Steinem, a no-brainer invite for any feminist event, said that the DVF Awards stand out in her calendar because the night champions a diverse group of causes that otherwise might get ignored.

“It identifies these women in a way that means they will be noticed by not only the rest of the media, but also introduced to other women who are here tonight. It is way more important to get us together than it is to go to each person individually,” she said.

It was a sentiment echoed by Inspiration Award winner Katy Perry, who began her acceptance speech by adjusting her Spanx (“I’m nervous because [they] have rolled all the way up and are really hurting my thighs”) and ended with, “Intersectional feminism is the only kind of feminism.”

Perry's duality was emblematic of the night’s spirit: a place where unabashed, glittering glamour and serious advocacy can exist side by side. As Perry put it, “The goddess energy in this room is undeniable.”

Steinem introduced Hill as “My favorite, favorite word: fan-fucking-tastic.” Hill, who did not take interviews before her speech, let her Lifetime Achievement comments speak for themselves.

At 62, she could not believe she was already up for a retrospective award. “I really do feel like I’m just getting started,” Hill began.

Looking out on the glittering crowd (Coco Rocha, Annie Leibovitz, Olivia Palermo in a cow-printed harness), Hill acknowledged the astronomical amount of privilege in the room. “Advocating for equality is a noble endeavor, but I believe that unfortunately today the high price of demanding change and equality often falls on the most vulnerable.”
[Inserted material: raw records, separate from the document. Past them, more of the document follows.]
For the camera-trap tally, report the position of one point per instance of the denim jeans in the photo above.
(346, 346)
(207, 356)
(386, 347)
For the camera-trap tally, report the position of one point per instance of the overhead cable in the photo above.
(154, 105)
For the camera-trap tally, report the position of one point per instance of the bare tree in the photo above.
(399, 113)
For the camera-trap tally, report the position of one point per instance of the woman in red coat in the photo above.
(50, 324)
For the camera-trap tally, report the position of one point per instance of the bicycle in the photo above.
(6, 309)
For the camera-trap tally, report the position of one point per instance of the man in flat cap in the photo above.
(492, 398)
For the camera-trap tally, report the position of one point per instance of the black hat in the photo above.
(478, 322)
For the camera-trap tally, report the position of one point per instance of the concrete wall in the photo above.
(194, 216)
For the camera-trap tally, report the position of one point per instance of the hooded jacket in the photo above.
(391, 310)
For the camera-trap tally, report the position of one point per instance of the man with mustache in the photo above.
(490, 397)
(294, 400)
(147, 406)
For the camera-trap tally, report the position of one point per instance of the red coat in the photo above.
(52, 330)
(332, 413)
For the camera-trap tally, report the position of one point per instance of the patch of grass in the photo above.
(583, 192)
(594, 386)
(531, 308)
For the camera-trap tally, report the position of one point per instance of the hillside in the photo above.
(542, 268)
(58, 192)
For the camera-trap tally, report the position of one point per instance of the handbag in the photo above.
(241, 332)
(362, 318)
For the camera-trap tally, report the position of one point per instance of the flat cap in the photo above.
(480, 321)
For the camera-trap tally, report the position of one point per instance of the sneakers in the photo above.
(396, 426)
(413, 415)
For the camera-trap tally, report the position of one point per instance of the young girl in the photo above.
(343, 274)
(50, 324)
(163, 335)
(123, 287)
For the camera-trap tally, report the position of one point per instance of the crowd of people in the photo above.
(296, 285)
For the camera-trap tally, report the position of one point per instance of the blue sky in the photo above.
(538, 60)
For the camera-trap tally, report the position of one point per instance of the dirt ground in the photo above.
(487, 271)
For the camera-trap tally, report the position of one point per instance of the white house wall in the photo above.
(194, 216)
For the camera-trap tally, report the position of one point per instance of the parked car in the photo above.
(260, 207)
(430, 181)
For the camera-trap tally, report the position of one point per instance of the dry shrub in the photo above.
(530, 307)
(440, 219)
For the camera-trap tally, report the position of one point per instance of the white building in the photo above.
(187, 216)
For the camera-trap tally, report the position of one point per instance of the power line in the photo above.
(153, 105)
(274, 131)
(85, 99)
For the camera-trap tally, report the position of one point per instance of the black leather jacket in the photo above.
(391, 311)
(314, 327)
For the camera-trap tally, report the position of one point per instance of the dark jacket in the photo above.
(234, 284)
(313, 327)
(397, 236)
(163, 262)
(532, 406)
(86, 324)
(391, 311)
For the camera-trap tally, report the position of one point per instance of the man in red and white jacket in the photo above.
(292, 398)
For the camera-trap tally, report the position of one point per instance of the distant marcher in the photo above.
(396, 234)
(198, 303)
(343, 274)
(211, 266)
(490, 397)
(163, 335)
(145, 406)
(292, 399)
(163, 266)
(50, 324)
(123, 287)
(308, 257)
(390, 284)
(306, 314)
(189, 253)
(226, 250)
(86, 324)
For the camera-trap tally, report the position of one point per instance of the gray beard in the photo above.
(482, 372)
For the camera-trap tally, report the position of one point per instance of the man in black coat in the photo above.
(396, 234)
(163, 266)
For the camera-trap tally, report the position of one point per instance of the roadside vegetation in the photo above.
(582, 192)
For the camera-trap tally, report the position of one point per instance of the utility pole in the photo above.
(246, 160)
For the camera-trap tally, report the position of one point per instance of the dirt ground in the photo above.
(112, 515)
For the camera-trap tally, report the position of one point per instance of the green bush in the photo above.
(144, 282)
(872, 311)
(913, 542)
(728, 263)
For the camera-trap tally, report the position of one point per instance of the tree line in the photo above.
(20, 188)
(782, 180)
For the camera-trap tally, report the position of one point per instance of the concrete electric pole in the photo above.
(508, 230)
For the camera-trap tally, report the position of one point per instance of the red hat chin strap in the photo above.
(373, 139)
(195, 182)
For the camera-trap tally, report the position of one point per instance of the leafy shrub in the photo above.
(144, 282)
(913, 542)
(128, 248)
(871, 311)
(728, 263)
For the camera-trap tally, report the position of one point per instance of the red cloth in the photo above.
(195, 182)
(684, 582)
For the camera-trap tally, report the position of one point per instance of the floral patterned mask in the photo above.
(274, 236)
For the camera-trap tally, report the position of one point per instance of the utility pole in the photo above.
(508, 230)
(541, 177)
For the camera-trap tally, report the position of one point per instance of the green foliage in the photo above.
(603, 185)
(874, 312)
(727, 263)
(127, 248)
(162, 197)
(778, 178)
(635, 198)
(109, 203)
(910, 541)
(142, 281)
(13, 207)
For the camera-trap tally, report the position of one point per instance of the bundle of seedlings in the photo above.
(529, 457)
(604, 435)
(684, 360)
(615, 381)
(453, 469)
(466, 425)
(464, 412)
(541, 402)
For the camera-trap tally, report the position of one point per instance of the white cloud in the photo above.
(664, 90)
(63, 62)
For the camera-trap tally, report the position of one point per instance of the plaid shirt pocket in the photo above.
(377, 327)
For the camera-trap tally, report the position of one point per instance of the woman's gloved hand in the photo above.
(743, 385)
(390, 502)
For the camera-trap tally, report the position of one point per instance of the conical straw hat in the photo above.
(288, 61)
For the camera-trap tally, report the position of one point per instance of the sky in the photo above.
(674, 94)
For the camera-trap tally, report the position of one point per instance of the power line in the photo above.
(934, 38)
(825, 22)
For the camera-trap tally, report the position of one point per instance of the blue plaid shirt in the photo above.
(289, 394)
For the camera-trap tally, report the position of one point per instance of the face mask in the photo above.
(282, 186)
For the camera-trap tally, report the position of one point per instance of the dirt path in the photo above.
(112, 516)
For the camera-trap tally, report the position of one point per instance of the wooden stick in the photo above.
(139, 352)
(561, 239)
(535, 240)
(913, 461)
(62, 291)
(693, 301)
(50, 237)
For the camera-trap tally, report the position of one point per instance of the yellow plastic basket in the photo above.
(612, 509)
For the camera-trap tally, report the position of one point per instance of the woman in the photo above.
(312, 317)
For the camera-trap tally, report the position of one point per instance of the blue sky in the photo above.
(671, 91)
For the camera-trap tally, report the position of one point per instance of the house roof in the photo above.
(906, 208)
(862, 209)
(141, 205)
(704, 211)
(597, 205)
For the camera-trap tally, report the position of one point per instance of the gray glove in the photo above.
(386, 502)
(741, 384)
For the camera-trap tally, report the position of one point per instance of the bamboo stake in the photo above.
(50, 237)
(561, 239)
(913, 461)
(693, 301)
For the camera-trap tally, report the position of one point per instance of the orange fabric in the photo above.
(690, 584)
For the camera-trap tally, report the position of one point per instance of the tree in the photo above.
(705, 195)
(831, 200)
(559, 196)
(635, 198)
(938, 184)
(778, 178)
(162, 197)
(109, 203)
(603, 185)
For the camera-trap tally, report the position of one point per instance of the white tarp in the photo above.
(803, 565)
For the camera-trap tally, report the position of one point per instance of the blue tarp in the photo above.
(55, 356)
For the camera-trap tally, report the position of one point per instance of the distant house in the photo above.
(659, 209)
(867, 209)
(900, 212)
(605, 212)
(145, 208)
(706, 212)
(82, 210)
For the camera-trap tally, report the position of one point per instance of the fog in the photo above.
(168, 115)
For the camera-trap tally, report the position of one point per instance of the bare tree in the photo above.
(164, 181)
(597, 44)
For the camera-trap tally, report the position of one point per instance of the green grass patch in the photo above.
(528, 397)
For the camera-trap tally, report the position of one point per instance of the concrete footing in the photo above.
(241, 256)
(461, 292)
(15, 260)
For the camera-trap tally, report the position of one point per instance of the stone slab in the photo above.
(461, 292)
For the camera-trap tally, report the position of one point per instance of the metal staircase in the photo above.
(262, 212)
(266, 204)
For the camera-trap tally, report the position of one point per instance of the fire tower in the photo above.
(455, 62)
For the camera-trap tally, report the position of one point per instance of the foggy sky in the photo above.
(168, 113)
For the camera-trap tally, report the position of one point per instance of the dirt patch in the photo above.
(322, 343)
Hill did not linger on the indignities she sat through in front of the all-male panel that questioned the credibility of the sexual-misconduct allegations she made against then-Supreme Court nominee Clarence Thomas during his confirmation hearings in 1991. But she did say, “Our government process fail when they do not recognize women’s voices,” making it clear that she was referring to last year’s Kavanaugh hearings.

“This is not a political statement. It is a statement about human decency”

“This is not a political statement,” Hill insisted. “It is a statement about human decency. . .When we see the government fail, I want you to commit to standing with the women who need to be heard, deserve to be heard, and have the right to be heard.”

The line was met with a standing ovation led by a very clap-happy Katy Perry. As the model Coco Rocha put it, “For some reason, these awards make you want to go create a new business, a new non-profit, save the children. I always leave here wanting to do something.”

Rocha's husband James Conran then quipped, “I just hold the purse tonight,” at which the model lifted up her mini satchel.

“I'm doing a good job holding it myself tonight,” she said, thank you very much.